CPPX is a free, open source, general purpose parser and fact extractor for C++. It relies on the preprocessing, parsing, and semantic analysis of GNU g++, and produces a graph according to the Datrix fact model, in either GXL, TA, or VCG format, suitable for use by architecture recovery, data flow analysis, pointer analysis, program slicing, query techniques, source code visualization, object recovery, restructuring, refactoring, remodularization, and the like.

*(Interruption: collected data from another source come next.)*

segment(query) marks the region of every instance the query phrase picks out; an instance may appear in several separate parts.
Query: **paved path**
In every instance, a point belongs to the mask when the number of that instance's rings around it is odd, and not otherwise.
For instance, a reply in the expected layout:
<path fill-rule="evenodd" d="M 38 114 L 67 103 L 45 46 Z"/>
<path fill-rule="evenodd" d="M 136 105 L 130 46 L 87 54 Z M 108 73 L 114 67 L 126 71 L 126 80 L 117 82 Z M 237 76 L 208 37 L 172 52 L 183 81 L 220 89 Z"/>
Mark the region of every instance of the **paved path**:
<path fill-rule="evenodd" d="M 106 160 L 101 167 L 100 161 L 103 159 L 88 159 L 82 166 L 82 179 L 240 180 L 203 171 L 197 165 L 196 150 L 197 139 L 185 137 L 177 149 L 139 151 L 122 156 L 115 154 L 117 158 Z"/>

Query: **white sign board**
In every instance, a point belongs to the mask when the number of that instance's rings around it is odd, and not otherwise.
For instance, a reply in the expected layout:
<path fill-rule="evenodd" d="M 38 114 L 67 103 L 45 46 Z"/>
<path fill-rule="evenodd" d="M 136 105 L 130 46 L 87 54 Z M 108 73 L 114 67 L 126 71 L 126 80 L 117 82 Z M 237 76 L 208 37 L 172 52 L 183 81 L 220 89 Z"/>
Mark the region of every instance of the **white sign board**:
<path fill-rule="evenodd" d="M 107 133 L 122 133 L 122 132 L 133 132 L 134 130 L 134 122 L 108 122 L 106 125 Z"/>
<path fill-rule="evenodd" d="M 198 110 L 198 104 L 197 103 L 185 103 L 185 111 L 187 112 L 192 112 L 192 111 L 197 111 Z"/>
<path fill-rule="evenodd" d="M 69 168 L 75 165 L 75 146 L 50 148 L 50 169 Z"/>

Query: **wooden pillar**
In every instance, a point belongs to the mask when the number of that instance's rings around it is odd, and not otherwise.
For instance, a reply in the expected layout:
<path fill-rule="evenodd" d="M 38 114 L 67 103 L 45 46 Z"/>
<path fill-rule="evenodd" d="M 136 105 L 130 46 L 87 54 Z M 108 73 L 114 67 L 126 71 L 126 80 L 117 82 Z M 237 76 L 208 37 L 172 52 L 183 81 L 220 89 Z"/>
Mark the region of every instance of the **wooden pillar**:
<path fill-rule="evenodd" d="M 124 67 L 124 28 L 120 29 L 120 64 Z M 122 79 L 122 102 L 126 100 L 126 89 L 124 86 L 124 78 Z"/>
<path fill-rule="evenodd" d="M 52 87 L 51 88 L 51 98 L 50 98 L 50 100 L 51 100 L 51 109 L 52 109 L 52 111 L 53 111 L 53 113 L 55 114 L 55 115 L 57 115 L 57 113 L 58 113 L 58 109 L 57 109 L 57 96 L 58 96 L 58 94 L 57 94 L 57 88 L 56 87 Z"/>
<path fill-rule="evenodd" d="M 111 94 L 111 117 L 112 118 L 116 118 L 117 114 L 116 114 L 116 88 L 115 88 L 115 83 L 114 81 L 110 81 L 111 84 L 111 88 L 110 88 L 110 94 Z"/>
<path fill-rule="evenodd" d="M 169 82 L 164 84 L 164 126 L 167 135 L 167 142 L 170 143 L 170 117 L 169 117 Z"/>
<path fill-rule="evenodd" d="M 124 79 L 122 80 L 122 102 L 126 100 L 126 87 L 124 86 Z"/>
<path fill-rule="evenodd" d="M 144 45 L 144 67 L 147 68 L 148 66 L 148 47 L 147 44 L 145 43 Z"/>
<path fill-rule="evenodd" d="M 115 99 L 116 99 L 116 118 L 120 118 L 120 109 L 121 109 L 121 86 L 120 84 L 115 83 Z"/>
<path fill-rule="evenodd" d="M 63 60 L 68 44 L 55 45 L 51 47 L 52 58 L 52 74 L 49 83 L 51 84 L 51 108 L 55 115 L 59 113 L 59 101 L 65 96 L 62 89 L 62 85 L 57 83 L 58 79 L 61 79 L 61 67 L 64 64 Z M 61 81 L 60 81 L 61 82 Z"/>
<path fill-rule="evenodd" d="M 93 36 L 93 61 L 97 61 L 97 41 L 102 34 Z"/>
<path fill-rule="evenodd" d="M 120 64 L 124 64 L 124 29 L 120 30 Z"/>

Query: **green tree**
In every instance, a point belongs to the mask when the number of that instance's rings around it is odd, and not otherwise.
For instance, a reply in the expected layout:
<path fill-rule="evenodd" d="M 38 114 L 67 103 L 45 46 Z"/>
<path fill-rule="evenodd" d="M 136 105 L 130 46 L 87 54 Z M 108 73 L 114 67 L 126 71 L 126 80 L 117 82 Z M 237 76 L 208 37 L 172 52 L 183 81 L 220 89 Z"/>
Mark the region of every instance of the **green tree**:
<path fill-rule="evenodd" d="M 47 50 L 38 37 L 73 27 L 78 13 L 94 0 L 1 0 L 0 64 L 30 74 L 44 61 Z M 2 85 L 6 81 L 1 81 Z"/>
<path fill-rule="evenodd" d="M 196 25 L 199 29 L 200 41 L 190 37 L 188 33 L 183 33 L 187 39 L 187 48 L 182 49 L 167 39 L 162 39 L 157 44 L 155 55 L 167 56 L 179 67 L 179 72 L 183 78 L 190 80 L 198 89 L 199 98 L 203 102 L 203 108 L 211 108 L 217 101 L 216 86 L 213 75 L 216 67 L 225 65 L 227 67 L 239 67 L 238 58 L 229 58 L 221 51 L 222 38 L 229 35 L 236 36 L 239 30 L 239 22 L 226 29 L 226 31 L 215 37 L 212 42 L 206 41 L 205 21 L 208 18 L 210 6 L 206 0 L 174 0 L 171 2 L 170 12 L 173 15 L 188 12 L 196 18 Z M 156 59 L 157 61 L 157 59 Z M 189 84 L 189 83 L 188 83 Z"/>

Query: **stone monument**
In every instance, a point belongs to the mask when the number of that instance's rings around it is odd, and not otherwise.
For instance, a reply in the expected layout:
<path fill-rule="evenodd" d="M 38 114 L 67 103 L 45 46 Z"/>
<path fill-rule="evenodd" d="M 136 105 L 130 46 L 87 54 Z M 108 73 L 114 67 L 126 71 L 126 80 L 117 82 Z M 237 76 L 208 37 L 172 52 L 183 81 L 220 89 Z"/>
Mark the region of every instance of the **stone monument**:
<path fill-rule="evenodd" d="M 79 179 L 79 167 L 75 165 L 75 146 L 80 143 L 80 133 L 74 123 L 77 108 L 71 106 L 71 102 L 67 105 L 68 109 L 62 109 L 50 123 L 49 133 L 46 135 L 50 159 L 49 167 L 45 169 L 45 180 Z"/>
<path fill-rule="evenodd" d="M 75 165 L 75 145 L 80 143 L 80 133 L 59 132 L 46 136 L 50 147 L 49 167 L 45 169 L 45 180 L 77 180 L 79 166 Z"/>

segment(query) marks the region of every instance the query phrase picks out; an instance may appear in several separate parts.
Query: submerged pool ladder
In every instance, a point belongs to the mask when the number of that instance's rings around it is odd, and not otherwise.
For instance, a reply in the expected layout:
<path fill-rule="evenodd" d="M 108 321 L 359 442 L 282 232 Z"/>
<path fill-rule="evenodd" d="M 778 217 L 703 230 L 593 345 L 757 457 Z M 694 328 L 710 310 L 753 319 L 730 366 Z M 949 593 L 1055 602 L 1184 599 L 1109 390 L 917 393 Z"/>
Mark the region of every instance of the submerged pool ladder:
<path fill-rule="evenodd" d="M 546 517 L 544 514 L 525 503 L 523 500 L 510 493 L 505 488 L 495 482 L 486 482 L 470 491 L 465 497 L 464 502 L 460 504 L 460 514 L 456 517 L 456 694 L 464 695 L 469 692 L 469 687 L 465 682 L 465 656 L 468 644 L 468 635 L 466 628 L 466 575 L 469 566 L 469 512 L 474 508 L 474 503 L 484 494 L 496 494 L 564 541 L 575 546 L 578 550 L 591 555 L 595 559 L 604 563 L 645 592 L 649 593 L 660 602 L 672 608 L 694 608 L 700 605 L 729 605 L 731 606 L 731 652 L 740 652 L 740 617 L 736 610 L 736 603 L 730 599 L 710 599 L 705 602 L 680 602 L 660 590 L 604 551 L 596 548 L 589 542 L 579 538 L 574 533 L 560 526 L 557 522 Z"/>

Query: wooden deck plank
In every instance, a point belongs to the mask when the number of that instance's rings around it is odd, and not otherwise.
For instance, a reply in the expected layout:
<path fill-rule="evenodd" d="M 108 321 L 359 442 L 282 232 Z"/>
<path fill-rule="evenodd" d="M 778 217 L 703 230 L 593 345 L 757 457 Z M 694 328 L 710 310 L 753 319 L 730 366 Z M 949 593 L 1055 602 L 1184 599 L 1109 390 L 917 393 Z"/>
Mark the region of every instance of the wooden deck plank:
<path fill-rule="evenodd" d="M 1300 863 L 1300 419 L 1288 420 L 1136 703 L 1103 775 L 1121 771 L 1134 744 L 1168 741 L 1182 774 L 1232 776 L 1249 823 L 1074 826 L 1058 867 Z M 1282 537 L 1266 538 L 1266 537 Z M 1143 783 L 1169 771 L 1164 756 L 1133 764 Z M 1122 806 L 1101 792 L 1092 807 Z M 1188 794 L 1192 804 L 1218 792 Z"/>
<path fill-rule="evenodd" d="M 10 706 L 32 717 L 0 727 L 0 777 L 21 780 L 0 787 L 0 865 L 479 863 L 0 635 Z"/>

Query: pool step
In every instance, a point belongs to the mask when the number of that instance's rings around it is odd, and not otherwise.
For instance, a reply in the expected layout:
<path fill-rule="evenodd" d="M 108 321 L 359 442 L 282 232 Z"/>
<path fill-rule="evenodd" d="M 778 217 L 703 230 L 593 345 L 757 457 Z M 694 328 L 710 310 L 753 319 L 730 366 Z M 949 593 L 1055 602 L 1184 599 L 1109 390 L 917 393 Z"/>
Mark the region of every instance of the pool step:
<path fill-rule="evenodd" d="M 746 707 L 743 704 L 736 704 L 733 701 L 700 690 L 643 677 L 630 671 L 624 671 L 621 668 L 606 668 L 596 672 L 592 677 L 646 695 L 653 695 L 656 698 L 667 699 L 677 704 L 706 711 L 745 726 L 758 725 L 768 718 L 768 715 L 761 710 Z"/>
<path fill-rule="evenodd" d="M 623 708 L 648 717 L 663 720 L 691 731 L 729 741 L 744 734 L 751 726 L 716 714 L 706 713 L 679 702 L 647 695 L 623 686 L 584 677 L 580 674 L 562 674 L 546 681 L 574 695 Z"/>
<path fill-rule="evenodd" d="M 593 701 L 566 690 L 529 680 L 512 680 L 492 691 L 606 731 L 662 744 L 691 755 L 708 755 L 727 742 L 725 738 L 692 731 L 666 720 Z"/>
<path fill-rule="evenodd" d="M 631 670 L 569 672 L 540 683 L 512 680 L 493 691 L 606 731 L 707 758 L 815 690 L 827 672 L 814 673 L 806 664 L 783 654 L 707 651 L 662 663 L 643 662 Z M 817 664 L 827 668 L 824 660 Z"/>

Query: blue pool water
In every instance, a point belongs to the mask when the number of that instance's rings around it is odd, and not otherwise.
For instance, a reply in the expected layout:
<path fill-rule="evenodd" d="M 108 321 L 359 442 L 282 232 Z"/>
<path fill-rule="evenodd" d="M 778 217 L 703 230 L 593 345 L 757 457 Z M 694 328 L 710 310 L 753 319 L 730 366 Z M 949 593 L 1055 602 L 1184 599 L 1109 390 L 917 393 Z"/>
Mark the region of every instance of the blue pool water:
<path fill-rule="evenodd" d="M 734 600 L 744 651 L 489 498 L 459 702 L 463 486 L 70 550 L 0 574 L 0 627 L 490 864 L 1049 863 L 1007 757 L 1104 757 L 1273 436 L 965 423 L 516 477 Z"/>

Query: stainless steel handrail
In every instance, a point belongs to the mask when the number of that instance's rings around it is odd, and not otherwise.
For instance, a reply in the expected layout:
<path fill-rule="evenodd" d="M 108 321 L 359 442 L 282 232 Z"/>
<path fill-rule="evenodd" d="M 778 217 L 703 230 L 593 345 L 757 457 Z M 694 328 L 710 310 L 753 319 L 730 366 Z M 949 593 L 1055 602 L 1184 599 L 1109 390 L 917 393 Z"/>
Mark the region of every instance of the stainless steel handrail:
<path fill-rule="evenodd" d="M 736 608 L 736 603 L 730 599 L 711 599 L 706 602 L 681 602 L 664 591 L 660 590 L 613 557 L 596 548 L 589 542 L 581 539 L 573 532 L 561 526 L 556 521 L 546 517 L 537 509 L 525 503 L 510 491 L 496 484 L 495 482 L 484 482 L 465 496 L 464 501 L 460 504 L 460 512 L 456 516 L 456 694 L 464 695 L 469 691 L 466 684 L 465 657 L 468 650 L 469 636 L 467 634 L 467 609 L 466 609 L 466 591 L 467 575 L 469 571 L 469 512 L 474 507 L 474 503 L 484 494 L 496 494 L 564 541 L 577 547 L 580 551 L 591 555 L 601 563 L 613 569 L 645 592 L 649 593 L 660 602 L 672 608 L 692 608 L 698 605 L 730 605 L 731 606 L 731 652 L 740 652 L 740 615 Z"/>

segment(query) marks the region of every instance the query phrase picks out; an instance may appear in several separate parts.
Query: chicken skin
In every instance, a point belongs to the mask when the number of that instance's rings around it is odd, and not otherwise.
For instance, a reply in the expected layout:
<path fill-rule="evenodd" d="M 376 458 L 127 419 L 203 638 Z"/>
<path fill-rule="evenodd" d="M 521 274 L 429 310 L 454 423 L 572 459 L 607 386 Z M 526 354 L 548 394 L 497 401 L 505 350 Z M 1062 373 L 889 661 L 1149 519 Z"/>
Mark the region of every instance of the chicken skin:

SWAG Kit is a toolkit developed by the Software Architecture Group at the University of Waterloo, that can be used to extract, abstract and explore software architectures. Currently Swagkit supports the extraction of C/C++ code, the abstraction to the architectural level and the presentation in a landscape form. Swagkit has been used to visualize the Linux operating system the VIM editor, a variety of Unix shells (Bash, C shell, and others) as well as other software. Swagkit currently runs under x86 Linux. A port to Solaris is possible, but not currently available.


QLDX is a reverse engineering toolkit for exploring and visualizing software architectures. It comes with its own fact extractors (ldx and bfx), a fact base query and manipulation language (QL/JGrok), and visualization software (LSEdit).


ASX is a fact extraction tool that extracts source information from C, C++, assembler, object, libraries, dynamic libraries and executables, in a format that may then immediately be visualised using lsedit.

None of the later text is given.